If there is no installed translation file for "lc", you can use the
dummy translation file for "en" (english) as a template. Replace the
translations of "english to english" with "english to new-language".

The translation files in /usr/share/fotoxx/locales/ are protected
and cannot be edited unless you have root privileges. It is better
to copy a translation file to a more convenient location for editing.

The .po file contains the English phrases used by fotoxx, with the
corresponding translations for language "lc" (or "lc_RC"). It can be
edited with any text editor.

A typical translation in the .po file looks like this:
   msgid "The file name is: %s \n"
   msgstr "Der Dateiname ist: %s \n"

"msgid" is an English text needing a translation. "msgstr" is the
translation (German in this case). The special codes "%s" and "\n"
are for inserted data and formatting. In the translation, these
codes must match with the English in both type and sequence.

A missing translation looks like this:
   msgid "The file name is: %s \n"
   msgstr ""

TO REVISE A TRANSLATION

   1. Edit translate-lc.po to add or update translation strings.
   2. Replace the original file in /usr/share/fotoxx/locales/.
   3. Option: compile the .po file to check for errors:
      $ msgfmt -v --check-format -o /dev/null translate-lc.po
   4. Run fotoxx and check how the translations look. If the
      computer locale is not "lc" you can start fotoxx in the
      target language with the command: $ fotoxx -l lc
   5. Send the modified .po file to kornelix@posteo.de
      so it can be included in future releases.

Step 3 is optional. The usual binary translation files (.mo) that are
output by msgfmt are not needed by fotoxx. The translation source
files (.po) are read directly by fotoxx, and changes made to a .po
file are effective the next time fotoxx is started. Step 3 is useful
to find errors (e.g. missing or non-matching format codes).

Whenever fotoxx is started from a terminal, missing translations
are listed in the terminal window.

PROBLEMS WITH LONG TRANSLATIONS

English can be terse compared to other languages (e.g. "undo" is
"Rückgängig machen" in German), and this can cause ugliness in the
GUI layouts. Therefore try to make dialog labels and buttons short,
and look closely at the resulting GUI layout.

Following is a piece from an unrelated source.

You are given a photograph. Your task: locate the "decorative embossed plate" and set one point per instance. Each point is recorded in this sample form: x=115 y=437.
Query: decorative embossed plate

CONTEXT DEPENDENT TRANSLATIONS

Sometimes the same English text will need multiple translations that
depend on context. A simple example is "save file" when used on a
toolbar button or in a menu. On the button the translation should be
short, but there is no limit for the menu. In German, this could be
"speichern" for the button and "in eine Datei speichern" for the menu.
The standard method to do this in Gnu gettext is fairly horrible, but
since fotoxx reads the source translations (.po files) instead of
the binaries (.mo files), a simpler method is available. The English
text may include an extra string to distinguish different contexts.
This context string is removed from the GUI output, so the user does
not see it. The context string is any short string followed with the
special marker "::". To continue our example, the translate-lc.po
file might look like this:
   msgid "save file"
   msgstr "in eine Datei speichern"
   msgid "toolbar::save file"
   msgstr "speichern"
In English, fotoxx would show "save file" for both cases, and in
German "in eine Datei speichern" or "speichern".

USER GUIDE TRANSLATION

The user guide is normally found here:
   /usr/share/fotoxx/data/userguide-lc.html  (or -lc_RC.html)

The file is a text HTML file, which may be edited with any HTML editor.

If a file with the region code is present, this file is used by fotoxx,
otherwise the standard language version is used. If this is not found,
the English file (userguide-en.html) is used.